Antigamente, quando se injuriava alguém podia contar-se com um desafio para um duelo. Na escola da minha infância e juventude esperava-se lá fora pelo ofensor e resolvia-se o assunto a murro. Com a civilização é outra coisa, vai-se para tribunal.
Os duelos foram criminalizados e as ofensas corporais em resposta a injúrias ou difamações, mesmo que estas sejam consideradas para efeito de medida da pena, são criminalmente tratadas. Não vale a pena por isso ir às fuças ao Ventura ou desafiá-lo para um duelo. Quanto aos tribunais, já lá vão os tempos em que as ofensas à honra eram sistematicamente punidas, fosse qual fosse o caso.

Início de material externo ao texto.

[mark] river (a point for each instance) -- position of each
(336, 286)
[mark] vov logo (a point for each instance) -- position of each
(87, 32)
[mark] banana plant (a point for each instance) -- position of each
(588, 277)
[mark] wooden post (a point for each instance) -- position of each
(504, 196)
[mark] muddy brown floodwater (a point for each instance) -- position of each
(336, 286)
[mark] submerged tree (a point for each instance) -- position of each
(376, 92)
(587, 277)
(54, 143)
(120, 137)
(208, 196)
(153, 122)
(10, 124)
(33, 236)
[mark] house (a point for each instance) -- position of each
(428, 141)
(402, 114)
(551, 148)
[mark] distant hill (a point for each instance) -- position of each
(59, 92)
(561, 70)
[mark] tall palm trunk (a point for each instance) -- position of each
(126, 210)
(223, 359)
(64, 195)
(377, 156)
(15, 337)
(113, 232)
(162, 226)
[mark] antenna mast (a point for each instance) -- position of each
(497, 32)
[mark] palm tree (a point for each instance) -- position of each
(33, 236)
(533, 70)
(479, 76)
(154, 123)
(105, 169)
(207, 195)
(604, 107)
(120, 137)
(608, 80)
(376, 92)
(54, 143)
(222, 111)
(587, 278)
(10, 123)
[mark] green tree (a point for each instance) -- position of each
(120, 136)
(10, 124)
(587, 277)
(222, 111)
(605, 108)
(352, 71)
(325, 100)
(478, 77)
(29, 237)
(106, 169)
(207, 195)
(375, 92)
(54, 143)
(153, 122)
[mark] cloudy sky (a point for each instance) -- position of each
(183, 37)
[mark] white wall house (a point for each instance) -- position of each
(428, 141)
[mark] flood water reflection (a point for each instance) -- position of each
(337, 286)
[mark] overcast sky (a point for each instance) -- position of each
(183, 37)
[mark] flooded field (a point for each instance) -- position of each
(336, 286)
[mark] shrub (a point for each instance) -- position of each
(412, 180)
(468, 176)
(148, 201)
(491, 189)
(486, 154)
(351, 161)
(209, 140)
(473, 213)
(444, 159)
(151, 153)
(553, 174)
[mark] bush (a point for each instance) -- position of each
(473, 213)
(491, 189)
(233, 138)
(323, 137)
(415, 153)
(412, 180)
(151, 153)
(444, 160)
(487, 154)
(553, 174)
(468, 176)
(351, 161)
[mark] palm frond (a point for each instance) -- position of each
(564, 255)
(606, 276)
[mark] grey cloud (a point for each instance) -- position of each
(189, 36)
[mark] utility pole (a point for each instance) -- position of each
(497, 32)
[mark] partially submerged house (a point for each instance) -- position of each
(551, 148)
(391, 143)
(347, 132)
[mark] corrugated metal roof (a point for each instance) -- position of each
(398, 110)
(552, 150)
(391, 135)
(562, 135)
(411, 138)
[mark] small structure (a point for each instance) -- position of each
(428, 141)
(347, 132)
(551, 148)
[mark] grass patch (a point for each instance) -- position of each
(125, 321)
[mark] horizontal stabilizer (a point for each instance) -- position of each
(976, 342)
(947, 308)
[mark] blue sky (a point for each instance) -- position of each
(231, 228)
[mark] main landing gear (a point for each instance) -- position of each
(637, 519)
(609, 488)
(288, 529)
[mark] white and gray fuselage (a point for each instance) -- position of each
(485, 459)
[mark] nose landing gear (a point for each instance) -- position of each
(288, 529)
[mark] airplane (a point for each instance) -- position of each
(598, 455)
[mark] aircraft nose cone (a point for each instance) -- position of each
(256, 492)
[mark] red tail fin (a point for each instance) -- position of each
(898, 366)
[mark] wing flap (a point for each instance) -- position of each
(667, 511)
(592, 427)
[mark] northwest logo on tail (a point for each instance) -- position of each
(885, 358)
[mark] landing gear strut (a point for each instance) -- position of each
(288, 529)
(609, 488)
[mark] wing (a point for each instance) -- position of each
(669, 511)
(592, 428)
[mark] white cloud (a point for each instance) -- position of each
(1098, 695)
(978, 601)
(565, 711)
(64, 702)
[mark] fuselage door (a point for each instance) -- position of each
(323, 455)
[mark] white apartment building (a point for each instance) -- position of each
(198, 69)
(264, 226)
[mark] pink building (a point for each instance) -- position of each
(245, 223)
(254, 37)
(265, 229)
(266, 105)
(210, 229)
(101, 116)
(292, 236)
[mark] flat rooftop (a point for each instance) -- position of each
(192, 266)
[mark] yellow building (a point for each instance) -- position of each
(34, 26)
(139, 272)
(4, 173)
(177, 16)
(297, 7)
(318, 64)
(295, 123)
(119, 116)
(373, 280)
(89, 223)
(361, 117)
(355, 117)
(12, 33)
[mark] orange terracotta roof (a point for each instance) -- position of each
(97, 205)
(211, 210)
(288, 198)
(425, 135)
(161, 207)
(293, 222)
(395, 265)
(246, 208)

No país das excelências e dos doutores e engenheiros podia sentar-se o cu no mocho por se dizer que alguém tinha “mau carácter” ou que se tinha dúvidas sobre a sua honestidade.
Nos Estados Unidos dos tempos da luta pelos direitos civis, os estados do Sul, onde vigorava ainda a segregação, serviam-se dos tribunais para silenciar a opinião pública e a liberdade de imprensa. Sob a ameaça de processos de milhões, os jornais preferiam calar-se. Sabia-se, já então, a força que tem uma opinião pública informada e ativa e o peso que pode ter a informação livremente transmitida sobre o resultado de uma eleição.
Essa estratégia de intimidação, executada por quem hoje estaria na extrema-direita, vingou durante alguns anos, até que um processo contra o “New York Times”, em que o jornal foi condenado (New York Times v. Sullivan, de 1964) por uma notícia sobre um incidente em Montgomery, Alabama, precisamente sobre a luta pelos direitos civis dos negros, fez a sua marcha até ao Supremo Tribunal dos EUA. Aí o jornal foi absolvido com o argumento de que a liberdade de expressão era um direito fundamental e que, para haver abuso punível dessa liberdade de expressão, seria preciso demonstrar-se a malícia do abusador.
Essa decisão não faz jurisprudência na Europa, mas os mesmos princípios estão por detrás da prática constante e inalterada desde há muito do Tribunal Europeu dos Direitos do Homem. A liberdade de expressão é essencial à nossa vida em sociedade e é mais importante do que o direito à honra. A crítica pode ser agressiva e muitas vezes injusta, mas não se pode condenar ninguém ao silêncio. Há punição dos abusos, claro, mas a regra geral é clara: a liberdade de expressão e opinião são sagradas.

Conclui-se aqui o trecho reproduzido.